Editorial, Helga Fernández.
«…hacer del tiempo lugar es hacer existir aquello que el clima de “la pandemia” y “el aislamiento” tornó borroso. Abrir espacio a otras urgencias que no sólo no desaparecen sino que aparecen en carne viva.” Yanina Marcucci. Corresponsales de urgencia .

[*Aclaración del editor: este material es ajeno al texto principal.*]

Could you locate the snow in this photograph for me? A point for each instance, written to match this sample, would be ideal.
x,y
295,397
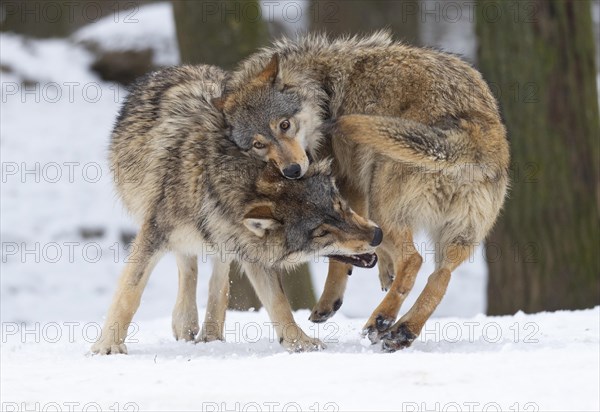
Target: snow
x,y
56,284
151,26
541,362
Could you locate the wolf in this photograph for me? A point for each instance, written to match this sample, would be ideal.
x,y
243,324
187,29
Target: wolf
x,y
193,191
417,141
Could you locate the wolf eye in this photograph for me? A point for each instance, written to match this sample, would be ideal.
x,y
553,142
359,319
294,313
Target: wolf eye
x,y
284,125
320,233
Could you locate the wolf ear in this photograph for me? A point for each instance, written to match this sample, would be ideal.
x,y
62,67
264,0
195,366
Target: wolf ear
x,y
271,70
260,219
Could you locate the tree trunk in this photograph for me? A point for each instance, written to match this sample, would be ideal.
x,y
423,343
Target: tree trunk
x,y
223,33
539,59
339,17
220,33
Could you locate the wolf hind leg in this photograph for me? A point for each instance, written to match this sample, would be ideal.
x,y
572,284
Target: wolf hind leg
x,y
147,248
407,263
406,330
185,313
268,287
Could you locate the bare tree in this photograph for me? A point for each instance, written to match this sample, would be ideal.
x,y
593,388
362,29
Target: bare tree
x,y
539,58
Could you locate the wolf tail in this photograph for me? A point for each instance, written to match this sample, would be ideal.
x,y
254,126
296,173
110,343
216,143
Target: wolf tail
x,y
453,146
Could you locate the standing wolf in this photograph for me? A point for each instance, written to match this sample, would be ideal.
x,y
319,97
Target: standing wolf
x,y
417,142
194,191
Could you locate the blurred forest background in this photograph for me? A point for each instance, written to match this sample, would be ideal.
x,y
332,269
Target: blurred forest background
x,y
541,60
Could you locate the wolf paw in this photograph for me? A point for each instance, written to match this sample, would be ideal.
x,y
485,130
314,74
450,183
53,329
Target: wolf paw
x,y
324,311
386,279
109,348
185,328
399,337
376,327
211,331
303,344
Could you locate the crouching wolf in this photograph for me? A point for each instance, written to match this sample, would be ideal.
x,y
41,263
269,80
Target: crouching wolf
x,y
417,142
193,190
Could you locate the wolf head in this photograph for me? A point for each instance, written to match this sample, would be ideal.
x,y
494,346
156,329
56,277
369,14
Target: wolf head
x,y
306,218
269,119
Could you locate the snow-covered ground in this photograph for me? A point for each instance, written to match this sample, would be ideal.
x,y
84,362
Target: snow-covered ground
x,y
537,362
62,251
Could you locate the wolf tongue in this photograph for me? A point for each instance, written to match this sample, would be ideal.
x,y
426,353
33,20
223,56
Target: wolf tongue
x,y
366,260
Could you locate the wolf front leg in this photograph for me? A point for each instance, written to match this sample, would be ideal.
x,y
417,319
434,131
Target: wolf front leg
x,y
145,252
218,298
185,313
268,287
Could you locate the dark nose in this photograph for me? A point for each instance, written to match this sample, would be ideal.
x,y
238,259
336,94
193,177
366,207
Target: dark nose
x,y
293,171
377,237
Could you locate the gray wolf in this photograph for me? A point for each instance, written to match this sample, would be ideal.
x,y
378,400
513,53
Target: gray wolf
x,y
418,144
192,189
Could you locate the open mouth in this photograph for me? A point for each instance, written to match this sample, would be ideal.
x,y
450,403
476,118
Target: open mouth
x,y
366,260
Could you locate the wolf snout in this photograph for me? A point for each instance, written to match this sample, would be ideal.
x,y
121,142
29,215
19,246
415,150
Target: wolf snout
x,y
293,171
377,237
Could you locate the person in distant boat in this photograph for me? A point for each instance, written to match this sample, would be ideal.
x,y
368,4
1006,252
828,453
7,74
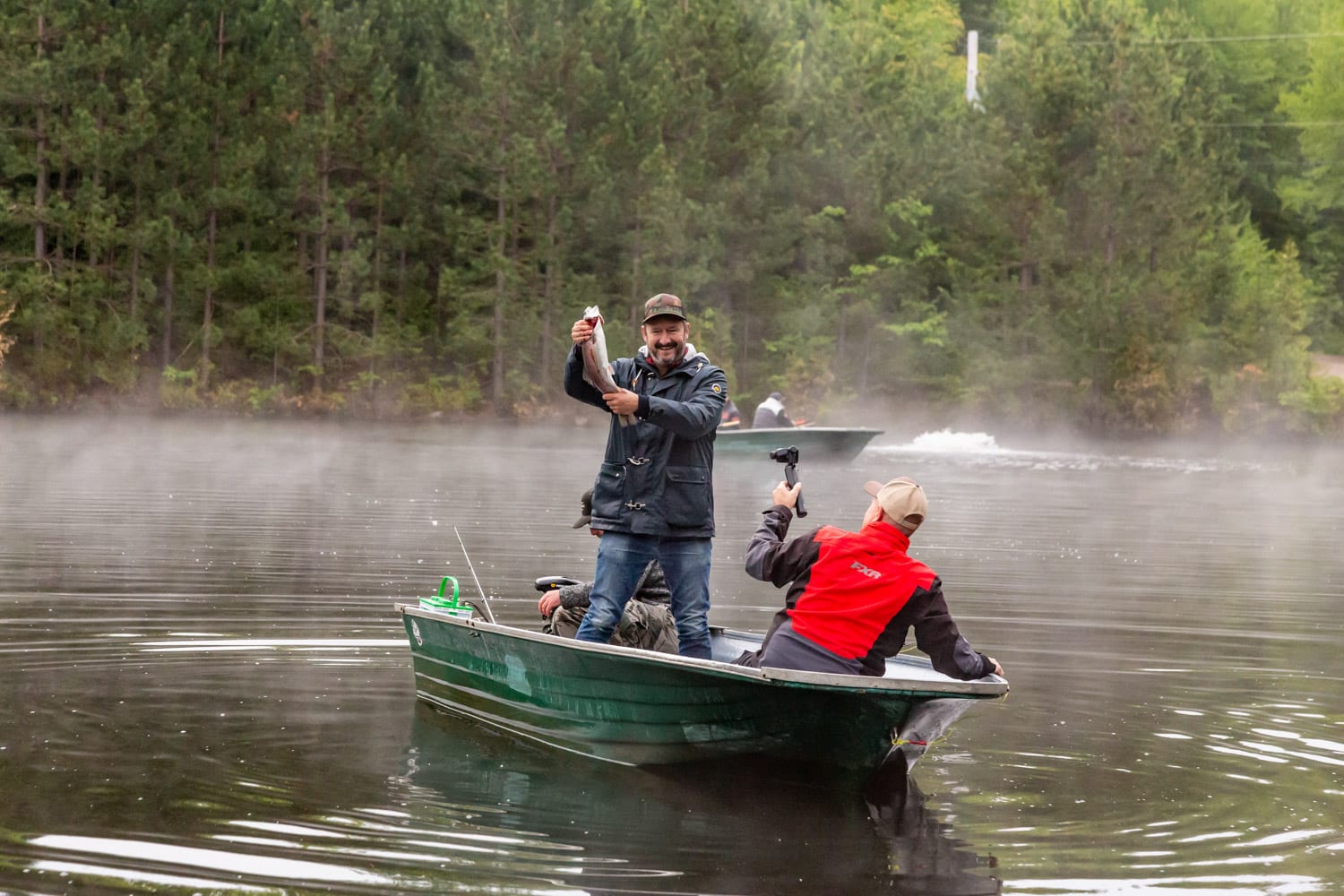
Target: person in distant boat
x,y
854,595
731,417
653,495
771,413
647,621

Cuando nos propusimos armar esta sección, en octubre de 2019, estábamos en otro tiempo: aún no habíamos sufrido la irrupción de una peste que de la mano de la globalización se convirtió rápidamente en pandemia a principios de año. La amenaza de muerte, el confinamiento social y el cierre de fronteras han alterado ineludiblemente la vida cotidiana y sus necesarios ritos.
¿Qué sigue vigente de aquella propuesta? ¿Qué cambió?
En aquel entonces empezamos a reunirnos y a pensar en algunas prácticas institucionales en las que se tapa la angustia, se intenta desestimar el malestar, para poder seguir adelante (adelante?)
Desde hoy, desde aquí, desde estas estadísticas cotidianas de contagios, enfermedad y muerte, pareciera que aquellas preocupaciones y malestares tuvieran un color de ingenuidad apacible.
La misma sensación de ingenua sorpresa que genera, por momentos, una consulta sencilla (¿?), de alguien que dice, por ejemplo, no llevarse bien con su madre, luego de haber pasado una mañana de entrevistas de admisión en las que el maltrato y el desvalimiento ocupan la escena.
La sensación de quien escucha, ¿acaso genere la pregunta de “sólo por eso viene?”
¿Acaso no es sumamente importante que alguien plantee su dolor? ¿No requiere que se escuche, se esté disponible , se esté analista?
Es cierto que los dispositivos sanitarios en estas épocas han establecido protocolos en los que se determina qué puede esperar y qué no. De allí, que un tratamiento ambulatorio se oferte por vía telefónica, o se postergue por un tiempo. Y que la disponibilidad para la internación por salud mental no sea la misma de siempre.
Abrimos un espacio para la guardia en tiempos de pandemia.
Mirta Guzik y Viviana Garaventa.
Pandemia: la urgencia generalizada. Del estar “en guardia” hacia un estar “de guardia”. De lo impredecible a lo imprescindible.
Viviana Garaventa.
Un soplo de muerte atraviesa el planeta. De pronto, súbitamente, una pandemia. No sabemos con precisión cómo, quizás tampoco cuándo ni dónde, una partícula microscópica, que necesariamente cobra vida cuando cuenta con un huésped oportuno, ha cambiado cualitativa y, tal vez irreversiblemente, nuestras vidas.
Parece de otra era el tiempo en que nos besábamos, nos dábamos la mano, tomábamos mate, aún con desconocidos, y viajábamos por un mundo que se había vuelto próximo. Esa proximidad que se ha vuelto ominosa, produce, podríamos decir, un estado de urgencia generalizada que nos pone en guardia.
Barbijo, máscaras faciales, lavandina, cubrebocas, alcohol en gel, distancia social, son algunos de los nombres de aquello que, sin duda, nos protege como también nos mantiene alerta.
¿Cómo estar entonces en la guardia del hospital cuando hay un estar “en guardia” ante esta situación de “urgencia generalizada”?
En la huella de Foucault, situamos que en el término guardia pervive algo del hospital nacido en el siglo XVIII, como instancia de vigilancia en los puertos, tanto de las pestes venidas de ultramar, como del delito de contrabando. De algún modo esos restos de vigilar y castigar, se han revivificado con la peste venida ahora de “ultracielo”.
Recibimos a los pacientes con las protecciones personales, sin duda necesarias, aunque, sin duda también como «memento» de la pandemia.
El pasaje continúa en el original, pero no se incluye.